Students’ equality is also at stake because their coach’s public prayers make the youngsters’ religious affiliation relevant to whether they feel truly part of the school community or not. One of the goals of the establishment clause is to ensure that the government does not make second-class citizens of those who do not belong to the religious majority. Or as Supreme Court Justice Harry Blackmun observed in a concurring opinion to Lee v. Weisman, a 1992 case that struck down school-sponsored prayers, “A government cannot be premised on the belief that all persons are created equal when it asserts that God prefers some.” When most team members join the coach, those who don’t are suddenly made into second-class outsiders.
Kennedy should have and actually does have the right to pray. But he should not have the right to do so in a way that runs roughshod over the rights of students who are doubly vulnerable to compulsion — because of the power asymmetry between teachers and young students, and because of their minority status in an overwhelmingly Christian country.

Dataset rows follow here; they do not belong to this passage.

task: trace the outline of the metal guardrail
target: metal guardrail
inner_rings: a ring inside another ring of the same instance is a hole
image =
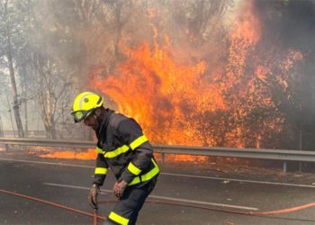
[[[8,148],[8,145],[69,147],[84,148],[95,148],[95,143],[93,141],[50,140],[39,139],[0,138],[0,144],[5,145],[6,148]],[[314,151],[175,145],[154,145],[153,148],[155,152],[162,154],[163,163],[165,163],[165,154],[273,159],[284,161],[283,168],[284,172],[285,173],[287,161],[315,162]]]

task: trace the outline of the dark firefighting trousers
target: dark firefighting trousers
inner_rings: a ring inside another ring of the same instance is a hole
[[[155,176],[145,184],[140,184],[127,187],[122,199],[117,202],[113,210],[110,212],[104,225],[136,224],[138,213],[155,187],[157,180],[158,176]]]

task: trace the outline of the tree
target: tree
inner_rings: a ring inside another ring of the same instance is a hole
[[[21,26],[18,14],[14,12],[13,2],[9,0],[0,2],[0,39],[1,41],[1,56],[4,57],[7,61],[7,68],[9,69],[12,95],[14,99],[14,112],[15,117],[16,127],[20,138],[24,137],[24,131],[22,124],[20,115],[20,102],[18,97],[15,70],[14,70],[14,58],[16,51],[23,45],[23,40],[19,32]],[[16,58],[15,58],[16,60]]]

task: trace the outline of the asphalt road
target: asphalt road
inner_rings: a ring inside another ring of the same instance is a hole
[[[93,166],[93,161],[2,151],[0,189],[93,213],[87,203]],[[137,224],[315,224],[315,207],[271,215],[234,213],[274,212],[315,202],[312,181],[299,184],[274,182],[277,177],[266,180],[259,175],[240,178],[234,174],[201,174],[189,166],[177,171],[161,166],[161,172],[150,199],[166,202],[146,202]],[[101,202],[114,199],[111,193],[113,183],[110,173],[102,187]],[[112,202],[101,203],[99,214],[106,217],[112,207]],[[93,218],[0,193],[0,224],[93,224]]]

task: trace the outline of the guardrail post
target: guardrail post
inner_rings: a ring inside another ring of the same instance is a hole
[[[284,173],[286,173],[286,166],[287,166],[286,161],[284,161]]]

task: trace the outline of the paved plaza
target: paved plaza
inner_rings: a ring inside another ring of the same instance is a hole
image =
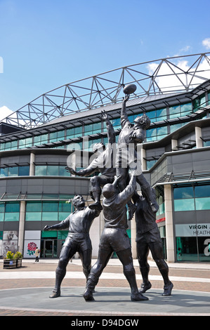
[[[162,296],[163,280],[150,261],[152,288],[147,301],[131,302],[129,284],[118,259],[111,259],[94,293],[86,302],[86,279],[81,260],[73,259],[62,284],[61,296],[48,298],[54,286],[58,260],[23,260],[22,266],[4,269],[0,262],[0,316],[210,316],[210,265],[169,263],[172,295]],[[92,260],[92,264],[96,260]],[[133,260],[138,287],[141,275]]]

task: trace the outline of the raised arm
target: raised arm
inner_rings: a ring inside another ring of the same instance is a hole
[[[124,99],[124,100],[122,101],[122,108],[121,108],[121,116],[120,116],[121,126],[122,128],[127,121],[130,122],[129,120],[128,115],[127,115],[126,106],[126,103],[129,99],[129,95],[127,95],[126,98]]]
[[[119,203],[123,203],[124,205],[131,199],[136,187],[136,176],[134,175],[134,171],[132,173],[131,180],[126,187],[119,194],[118,200]]]
[[[88,176],[96,172],[96,171],[97,170],[97,166],[94,166],[94,164],[91,163],[86,169],[79,170],[78,171],[78,172],[74,171],[74,169],[72,169],[71,167],[69,167],[69,166],[66,166],[65,169],[67,170],[67,172],[70,172],[71,174],[73,174],[74,176]]]

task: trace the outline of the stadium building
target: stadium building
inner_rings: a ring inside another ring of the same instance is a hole
[[[46,93],[0,124],[0,256],[58,258],[67,230],[43,230],[73,211],[82,194],[92,203],[90,178],[70,175],[85,168],[92,145],[107,143],[102,110],[117,140],[123,88],[137,89],[126,103],[131,122],[151,120],[141,145],[143,173],[155,189],[157,223],[169,262],[210,261],[210,53],[167,58],[124,67]],[[98,255],[103,215],[91,229]],[[136,258],[136,223],[129,222]]]

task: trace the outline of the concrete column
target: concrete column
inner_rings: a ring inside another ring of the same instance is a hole
[[[30,154],[30,167],[29,167],[29,176],[33,176],[35,174],[35,154],[33,152]]]
[[[171,139],[171,149],[172,151],[178,150],[178,142],[177,140]]]
[[[166,236],[167,260],[169,263],[175,261],[174,233],[173,225],[172,198],[171,185],[164,185]]]
[[[195,126],[195,131],[196,147],[202,148],[203,147],[203,141],[201,139],[201,137],[202,137],[201,127]]]
[[[20,252],[21,253],[23,253],[23,246],[24,246],[25,214],[25,202],[20,201],[18,246],[19,246],[19,252]]]

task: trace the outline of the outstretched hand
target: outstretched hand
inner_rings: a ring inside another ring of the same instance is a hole
[[[101,119],[105,121],[107,120],[108,119],[108,115],[106,113],[105,110],[103,110],[101,112],[102,112]]]
[[[129,95],[126,95],[125,98],[124,99],[123,102],[127,102],[129,100]]]
[[[70,172],[71,174],[77,174],[77,172],[74,170],[74,169],[72,169],[71,167],[66,166],[65,169],[67,170],[67,172]]]

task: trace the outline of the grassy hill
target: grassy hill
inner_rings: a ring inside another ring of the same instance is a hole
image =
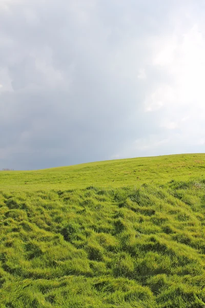
[[[205,155],[0,171],[0,307],[205,306]]]

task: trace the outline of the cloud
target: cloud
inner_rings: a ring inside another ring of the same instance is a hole
[[[0,168],[202,151],[202,2],[0,3]]]

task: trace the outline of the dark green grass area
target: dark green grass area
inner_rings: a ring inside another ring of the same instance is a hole
[[[203,308],[204,158],[0,173],[0,307]]]

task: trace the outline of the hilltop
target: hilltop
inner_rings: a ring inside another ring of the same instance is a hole
[[[205,155],[0,172],[1,308],[202,308]]]

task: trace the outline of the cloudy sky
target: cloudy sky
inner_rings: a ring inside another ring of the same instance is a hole
[[[203,0],[0,0],[0,169],[205,150]]]

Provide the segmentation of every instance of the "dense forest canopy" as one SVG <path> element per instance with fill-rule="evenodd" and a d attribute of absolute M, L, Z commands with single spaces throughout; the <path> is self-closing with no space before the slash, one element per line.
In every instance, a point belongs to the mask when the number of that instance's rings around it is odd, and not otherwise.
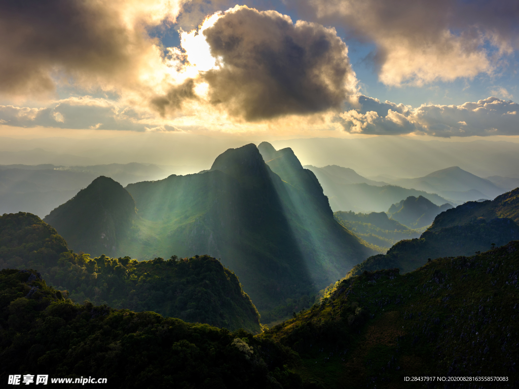
<path fill-rule="evenodd" d="M 37 269 L 78 302 L 154 311 L 232 330 L 261 330 L 259 314 L 238 277 L 206 255 L 142 261 L 91 258 L 69 250 L 37 216 L 19 213 L 0 216 L 0 266 Z"/>

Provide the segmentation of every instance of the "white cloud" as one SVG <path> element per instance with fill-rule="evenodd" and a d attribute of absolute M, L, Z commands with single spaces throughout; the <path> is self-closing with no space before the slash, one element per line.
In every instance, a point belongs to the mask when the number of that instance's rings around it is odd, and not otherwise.
<path fill-rule="evenodd" d="M 519 47 L 514 0 L 307 0 L 293 2 L 305 17 L 340 24 L 376 46 L 379 79 L 421 86 L 496 72 Z M 505 96 L 503 96 L 504 98 Z"/>
<path fill-rule="evenodd" d="M 360 108 L 339 115 L 349 132 L 444 137 L 519 135 L 519 104 L 495 97 L 461 105 L 422 104 L 415 109 L 362 95 L 358 98 Z"/>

Unfortunately, the Supreme Court may be on the verge of eliminating these essential establishment clause protections for public school children. At oral argument, the conservative justices indicated that their sympathy may lie with the Christian coach who wanted to pray exactly as he pleased rather than the non-Christian youngsters under his authority. In these justices’ eyes, the religious rights of Christians may still take precedence over all else.